In accumarray()
the first note about 'subs', first appeared in the MATLAB R14sp3 docs, says:
Note If the subscripts in subs are not sorted, fun should not depend on the order of the values in its input data.
It is not clear to me what is considered to be sorted. Suppose:
subs = [1 1
2 1
1 2
2 2];
- shall
subs
be sorted in the sense issorted(subs,'rows')
, or ...
- in the linear indexing sense, i.e.
issorted(sub2ind([2 2],subs(:,1), subs(:,2)))
I would like to rely on:
accumarray(subs,val,[], @(x) x(end))
If somebody could also provide examples/tests from older releases (to check for backward compatibility) where e.g. 1) is false while 2) is true, that would be great.
PS. I am mostly not interested in alternatives to accumarray
, unless very succinct and using the same subs
and val
.
Ok I did some tests, and I think that "sorted" in the quote is meant in the linear indexing sense. (I'm on R2013a if that matters)
To understand how accumarray
calls the specified function, I'll use the trick of grouping the values into a cellarray by specifying fun = @(x) {x}
as the function to be applied.
1) 1D indices
First lets create some subscripts and values
N = 10; sz = 4;
subs = randi([1 sz], [N 1]);
vals = (1:N)'*100;
Now we call ACCUMARRAY on the non-sorted indices (multiple times)
C = cell(5,1);
for i=1:5
C{i} = accumarray(subs, vals, [], @(x){x});
end
The order of the values passed to the function is arbitrary but still consistent across the multiple runs:
>> assert(isequal(C{:}))
>> celldisp(C{1})
ans{1} =
800
900
700
ans{2} =
300
ans{3} =
1000
200
100
ans{4} =
400
600
500
This is why the documentation warns you that fun
should not depend on the order of the values passed to it.
Now if we sort the subscripts beforehand:
[~,ord] = sort(subs);
C = cell(5,1);
for i=1:5
C{i} = accumarray(subs(ord), vals(ord), [], @(x){x});
end
assert(isequal(C{:}))
celldisp(C{1})
we will see that the values are passed to the function sorted themselves:
ans{1} =
700
800
900
ans{2} =
300
ans{3} =
100
200
1000
ans{4} =
400
500
600
2) 2D indices
I've tried the same thing in the case of 2D subscript indices.
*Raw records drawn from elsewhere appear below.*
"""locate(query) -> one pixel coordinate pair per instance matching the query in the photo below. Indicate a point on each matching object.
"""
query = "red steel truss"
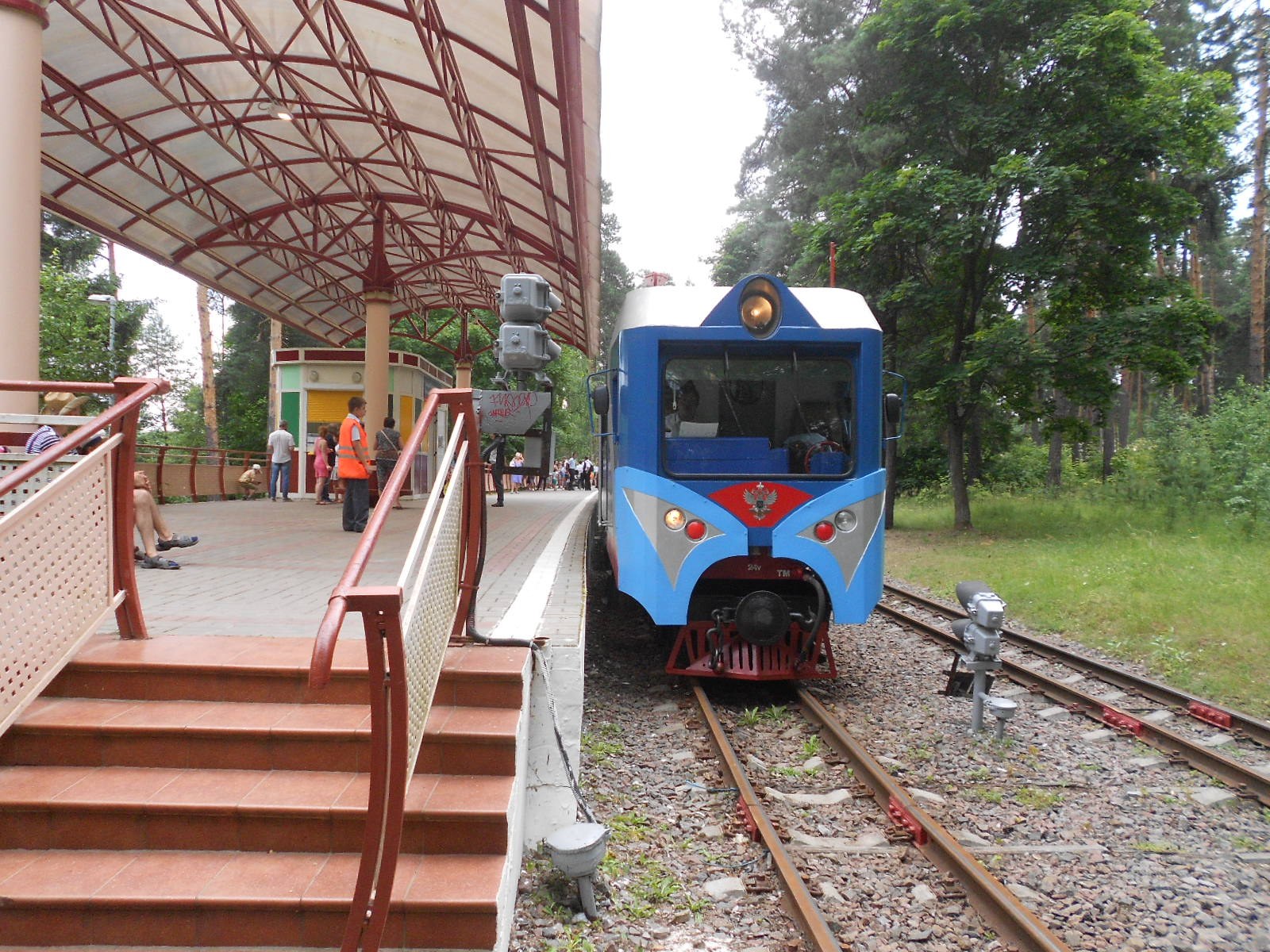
(429, 146)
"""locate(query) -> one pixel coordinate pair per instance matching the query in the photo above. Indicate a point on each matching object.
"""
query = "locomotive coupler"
(717, 663)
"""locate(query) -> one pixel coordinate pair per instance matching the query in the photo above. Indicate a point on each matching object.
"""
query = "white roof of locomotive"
(833, 309)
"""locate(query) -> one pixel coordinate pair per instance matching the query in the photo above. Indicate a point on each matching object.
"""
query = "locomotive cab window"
(772, 414)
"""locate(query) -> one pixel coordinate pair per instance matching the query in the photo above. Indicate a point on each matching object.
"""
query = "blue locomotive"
(742, 493)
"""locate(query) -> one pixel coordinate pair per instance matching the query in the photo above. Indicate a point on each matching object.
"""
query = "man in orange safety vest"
(352, 460)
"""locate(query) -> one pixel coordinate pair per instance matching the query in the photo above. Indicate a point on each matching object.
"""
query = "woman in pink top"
(321, 465)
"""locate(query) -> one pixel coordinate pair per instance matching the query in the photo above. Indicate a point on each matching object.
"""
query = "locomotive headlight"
(845, 520)
(760, 308)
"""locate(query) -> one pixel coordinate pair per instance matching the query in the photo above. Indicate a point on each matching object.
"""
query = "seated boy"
(156, 535)
(251, 482)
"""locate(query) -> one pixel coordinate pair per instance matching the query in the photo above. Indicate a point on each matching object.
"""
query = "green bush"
(1218, 463)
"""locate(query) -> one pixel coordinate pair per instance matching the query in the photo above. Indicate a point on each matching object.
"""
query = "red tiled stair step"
(149, 808)
(205, 668)
(209, 899)
(244, 735)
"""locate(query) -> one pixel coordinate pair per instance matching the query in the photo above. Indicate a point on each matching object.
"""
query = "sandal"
(158, 562)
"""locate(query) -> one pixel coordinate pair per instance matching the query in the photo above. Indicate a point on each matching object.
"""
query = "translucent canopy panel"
(294, 154)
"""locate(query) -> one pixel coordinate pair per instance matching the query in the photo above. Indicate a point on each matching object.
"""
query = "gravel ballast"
(1110, 846)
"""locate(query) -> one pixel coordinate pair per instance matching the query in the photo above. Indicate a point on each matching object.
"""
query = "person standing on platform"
(251, 482)
(518, 465)
(281, 443)
(353, 466)
(387, 451)
(321, 466)
(497, 454)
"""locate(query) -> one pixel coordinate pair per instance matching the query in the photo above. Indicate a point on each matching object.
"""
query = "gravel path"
(1109, 846)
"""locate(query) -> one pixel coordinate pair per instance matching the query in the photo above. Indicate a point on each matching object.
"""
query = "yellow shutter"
(406, 419)
(329, 406)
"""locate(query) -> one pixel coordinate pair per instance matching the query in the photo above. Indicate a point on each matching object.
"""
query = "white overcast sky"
(677, 112)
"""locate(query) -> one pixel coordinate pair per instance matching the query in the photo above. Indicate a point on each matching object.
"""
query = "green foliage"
(75, 333)
(976, 165)
(1221, 461)
(243, 380)
(1172, 592)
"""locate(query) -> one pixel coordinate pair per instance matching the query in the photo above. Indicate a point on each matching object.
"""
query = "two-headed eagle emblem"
(760, 499)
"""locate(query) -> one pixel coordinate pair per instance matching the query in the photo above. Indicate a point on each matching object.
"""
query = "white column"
(379, 305)
(21, 56)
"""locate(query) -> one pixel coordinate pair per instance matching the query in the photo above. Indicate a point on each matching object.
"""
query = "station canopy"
(296, 154)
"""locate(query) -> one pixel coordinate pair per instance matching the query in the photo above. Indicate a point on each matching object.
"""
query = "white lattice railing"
(429, 583)
(56, 584)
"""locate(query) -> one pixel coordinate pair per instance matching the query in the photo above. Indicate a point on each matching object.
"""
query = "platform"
(230, 634)
(268, 568)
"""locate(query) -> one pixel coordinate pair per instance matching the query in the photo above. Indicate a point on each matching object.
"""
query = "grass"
(1183, 596)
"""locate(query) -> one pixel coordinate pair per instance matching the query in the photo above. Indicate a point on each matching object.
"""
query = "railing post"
(163, 455)
(127, 616)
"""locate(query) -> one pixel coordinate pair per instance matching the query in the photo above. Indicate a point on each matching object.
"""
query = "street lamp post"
(112, 302)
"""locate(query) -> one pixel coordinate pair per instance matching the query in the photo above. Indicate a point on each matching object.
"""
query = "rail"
(408, 628)
(991, 899)
(803, 907)
(1181, 701)
(67, 547)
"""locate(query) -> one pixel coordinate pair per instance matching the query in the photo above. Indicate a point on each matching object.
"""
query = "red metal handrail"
(125, 413)
(387, 666)
(200, 457)
(459, 401)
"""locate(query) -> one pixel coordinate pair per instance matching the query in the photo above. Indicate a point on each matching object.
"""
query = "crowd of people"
(565, 474)
(343, 463)
(343, 459)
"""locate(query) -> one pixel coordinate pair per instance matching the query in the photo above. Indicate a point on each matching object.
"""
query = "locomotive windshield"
(768, 414)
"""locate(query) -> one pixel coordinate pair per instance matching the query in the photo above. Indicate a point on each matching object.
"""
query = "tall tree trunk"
(1123, 412)
(956, 471)
(1257, 264)
(205, 336)
(1054, 476)
(975, 450)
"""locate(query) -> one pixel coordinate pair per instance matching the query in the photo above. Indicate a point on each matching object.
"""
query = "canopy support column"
(21, 95)
(379, 305)
(464, 359)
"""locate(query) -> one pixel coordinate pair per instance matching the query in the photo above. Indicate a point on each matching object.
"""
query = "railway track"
(1241, 778)
(995, 903)
(1164, 695)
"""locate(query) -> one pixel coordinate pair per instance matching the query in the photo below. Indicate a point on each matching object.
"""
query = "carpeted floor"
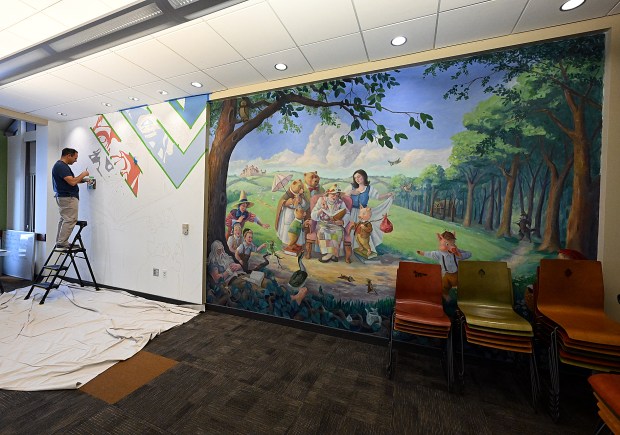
(239, 375)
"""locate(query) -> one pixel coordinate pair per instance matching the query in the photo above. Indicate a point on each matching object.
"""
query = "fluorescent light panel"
(115, 24)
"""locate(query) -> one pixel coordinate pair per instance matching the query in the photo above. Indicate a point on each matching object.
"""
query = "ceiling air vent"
(97, 31)
(180, 3)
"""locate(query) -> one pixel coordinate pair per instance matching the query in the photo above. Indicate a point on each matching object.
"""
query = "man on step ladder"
(67, 195)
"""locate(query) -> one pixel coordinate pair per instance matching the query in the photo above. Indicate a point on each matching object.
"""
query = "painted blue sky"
(416, 93)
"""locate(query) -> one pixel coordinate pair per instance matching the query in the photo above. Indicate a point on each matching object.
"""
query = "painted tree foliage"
(358, 98)
(556, 87)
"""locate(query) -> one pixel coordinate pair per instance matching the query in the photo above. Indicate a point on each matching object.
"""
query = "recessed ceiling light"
(399, 40)
(571, 4)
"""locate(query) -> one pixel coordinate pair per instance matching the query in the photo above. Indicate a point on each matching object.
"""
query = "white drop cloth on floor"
(75, 335)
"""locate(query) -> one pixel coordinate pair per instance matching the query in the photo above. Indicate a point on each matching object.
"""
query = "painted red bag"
(386, 226)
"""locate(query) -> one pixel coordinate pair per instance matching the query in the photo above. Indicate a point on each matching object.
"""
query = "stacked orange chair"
(419, 311)
(487, 316)
(571, 320)
(606, 388)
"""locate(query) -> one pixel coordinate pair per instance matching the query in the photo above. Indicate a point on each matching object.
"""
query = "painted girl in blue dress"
(361, 192)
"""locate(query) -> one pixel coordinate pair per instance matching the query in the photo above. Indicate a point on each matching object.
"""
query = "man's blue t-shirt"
(63, 189)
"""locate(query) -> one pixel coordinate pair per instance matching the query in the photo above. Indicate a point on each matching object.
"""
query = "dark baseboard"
(133, 292)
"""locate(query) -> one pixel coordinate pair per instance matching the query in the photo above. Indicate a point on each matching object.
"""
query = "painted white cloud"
(324, 154)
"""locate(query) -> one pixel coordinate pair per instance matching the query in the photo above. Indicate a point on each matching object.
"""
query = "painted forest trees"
(557, 87)
(357, 98)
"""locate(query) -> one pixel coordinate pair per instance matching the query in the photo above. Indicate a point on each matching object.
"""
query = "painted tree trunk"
(539, 206)
(511, 181)
(551, 236)
(224, 142)
(470, 203)
(580, 219)
(488, 224)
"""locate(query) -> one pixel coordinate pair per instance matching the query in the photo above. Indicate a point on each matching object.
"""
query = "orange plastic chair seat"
(422, 312)
(607, 389)
(585, 325)
(511, 333)
(509, 338)
(498, 317)
(501, 345)
(577, 345)
(588, 361)
(420, 331)
(422, 327)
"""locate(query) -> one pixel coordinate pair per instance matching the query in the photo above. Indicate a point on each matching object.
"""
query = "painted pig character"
(448, 256)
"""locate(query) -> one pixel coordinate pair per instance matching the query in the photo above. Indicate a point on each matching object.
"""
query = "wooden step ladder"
(58, 263)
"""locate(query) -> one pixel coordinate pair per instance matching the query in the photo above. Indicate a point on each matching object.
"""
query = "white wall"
(16, 182)
(127, 236)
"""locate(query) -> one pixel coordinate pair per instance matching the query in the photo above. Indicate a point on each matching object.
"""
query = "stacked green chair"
(487, 317)
(570, 319)
(419, 311)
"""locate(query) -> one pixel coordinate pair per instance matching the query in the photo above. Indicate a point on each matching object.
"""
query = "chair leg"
(600, 425)
(461, 374)
(450, 361)
(535, 381)
(554, 372)
(390, 366)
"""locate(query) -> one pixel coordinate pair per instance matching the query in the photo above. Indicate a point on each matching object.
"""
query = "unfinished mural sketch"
(174, 133)
(317, 192)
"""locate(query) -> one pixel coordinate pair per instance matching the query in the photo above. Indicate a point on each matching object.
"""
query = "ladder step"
(57, 267)
(72, 250)
(46, 285)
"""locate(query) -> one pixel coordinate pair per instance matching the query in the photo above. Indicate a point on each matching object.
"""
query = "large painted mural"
(317, 192)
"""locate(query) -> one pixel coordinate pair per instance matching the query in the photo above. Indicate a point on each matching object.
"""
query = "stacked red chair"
(419, 311)
(570, 319)
(606, 388)
(487, 317)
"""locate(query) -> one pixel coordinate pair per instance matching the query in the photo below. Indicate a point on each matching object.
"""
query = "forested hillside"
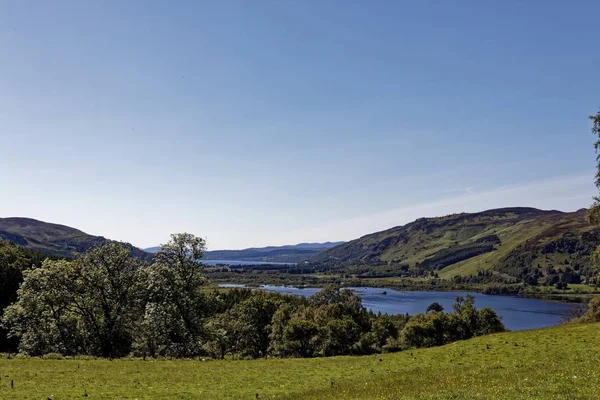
(54, 239)
(525, 244)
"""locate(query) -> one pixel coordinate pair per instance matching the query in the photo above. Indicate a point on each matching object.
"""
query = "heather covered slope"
(53, 239)
(515, 242)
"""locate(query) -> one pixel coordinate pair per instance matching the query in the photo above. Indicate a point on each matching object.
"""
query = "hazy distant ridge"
(289, 253)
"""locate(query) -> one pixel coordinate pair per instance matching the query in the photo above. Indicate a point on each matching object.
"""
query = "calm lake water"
(232, 262)
(517, 313)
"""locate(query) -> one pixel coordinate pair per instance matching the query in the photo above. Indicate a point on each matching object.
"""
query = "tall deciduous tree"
(175, 313)
(87, 306)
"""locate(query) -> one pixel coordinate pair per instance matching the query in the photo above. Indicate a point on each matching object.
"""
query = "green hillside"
(519, 243)
(558, 363)
(53, 239)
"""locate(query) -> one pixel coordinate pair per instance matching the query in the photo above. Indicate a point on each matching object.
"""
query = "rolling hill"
(524, 243)
(54, 239)
(289, 254)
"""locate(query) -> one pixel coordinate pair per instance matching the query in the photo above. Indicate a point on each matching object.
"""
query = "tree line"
(106, 303)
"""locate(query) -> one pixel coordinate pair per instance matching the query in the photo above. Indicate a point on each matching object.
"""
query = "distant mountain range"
(289, 254)
(53, 239)
(519, 242)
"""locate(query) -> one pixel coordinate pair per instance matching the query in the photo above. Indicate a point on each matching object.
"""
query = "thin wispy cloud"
(567, 193)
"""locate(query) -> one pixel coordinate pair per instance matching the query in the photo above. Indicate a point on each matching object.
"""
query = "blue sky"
(277, 122)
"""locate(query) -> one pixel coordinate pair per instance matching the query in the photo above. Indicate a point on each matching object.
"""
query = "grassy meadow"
(553, 363)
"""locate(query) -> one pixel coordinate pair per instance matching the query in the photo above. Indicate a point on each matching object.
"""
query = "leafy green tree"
(339, 336)
(87, 306)
(593, 214)
(13, 261)
(250, 323)
(301, 338)
(173, 322)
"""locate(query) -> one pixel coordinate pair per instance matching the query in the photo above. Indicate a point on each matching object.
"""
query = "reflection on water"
(517, 313)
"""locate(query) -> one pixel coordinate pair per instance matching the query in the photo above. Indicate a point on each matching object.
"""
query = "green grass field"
(553, 363)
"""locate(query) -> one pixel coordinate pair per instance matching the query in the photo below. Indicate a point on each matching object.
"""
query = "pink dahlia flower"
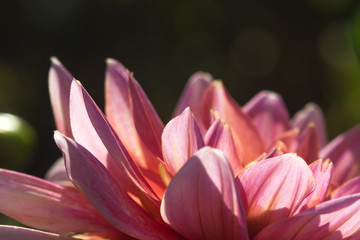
(215, 171)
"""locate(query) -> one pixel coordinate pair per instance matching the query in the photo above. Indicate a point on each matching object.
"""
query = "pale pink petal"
(20, 233)
(275, 188)
(59, 87)
(344, 152)
(322, 171)
(147, 122)
(181, 138)
(331, 220)
(41, 204)
(248, 143)
(307, 145)
(311, 113)
(118, 112)
(219, 136)
(269, 115)
(352, 186)
(92, 130)
(192, 95)
(202, 200)
(106, 194)
(58, 175)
First we start with random data:
%# some 2d subscripts and corresponding values
N = 10; sz = 2;
subs = randi([1 sz], [N 2]);
vals = (1:N)*100;
Here is the case for non-sorted indices:
C = cell(5,1);
for i=1:5
C{i} = accumarray(subs, vals, [], @(x){x});
end
assert(isequal(C{:}))
celldisp(C{1})
Here is when I tried "sorting by rows":
[~,ord] = sortrows(subs, [1 2]);
C = cell(5,1);
for i=1:5
C{i} = accumarray(subs(ord,:), vals(ord), [], @(x){x});
end
assert(isequal(C{:}))
celldisp(C{1})
And finally here is when we sort by "linear index":
[~,ord] = sort(sub2ind([sz sz], subs(:,1), subs(:,2)));
C = cell(5,1);
for i=1:5
C{i} = accumarray(subs(ord,:), vals(ord), [], @(x){x});
end
assert(isequal(C{:}))
celldisp(C{1})
I'll omit the long output, and report that only in the last case that the values were passed to the function ordered. So I conclude that the "sorted" criteria is based on the linear indices.
ans{1,1} =
[]
ans{2,1} =
200
600
700
ans{1,2} =
100
300
400
500
1000
ans{2,2} =
800
900
Bonus:
Try using the following function instead:
function out = fun(x)
out = {x};
disp('[')
disp(x)
disp(']')
end
you'll see that the function is called in an unpredictable way, even with some duplication! You might have to increase the size of the data to see such behavior...
As far as backward compatibility goes, the documentation mentions this note all the way back in MATLAB R14sp3 but not R14sp2. Given the fact that it's been documented since 2005, I'd say it is safe to rely on this feature (I doubt anyone using such old versions expects new code to just work anyway!)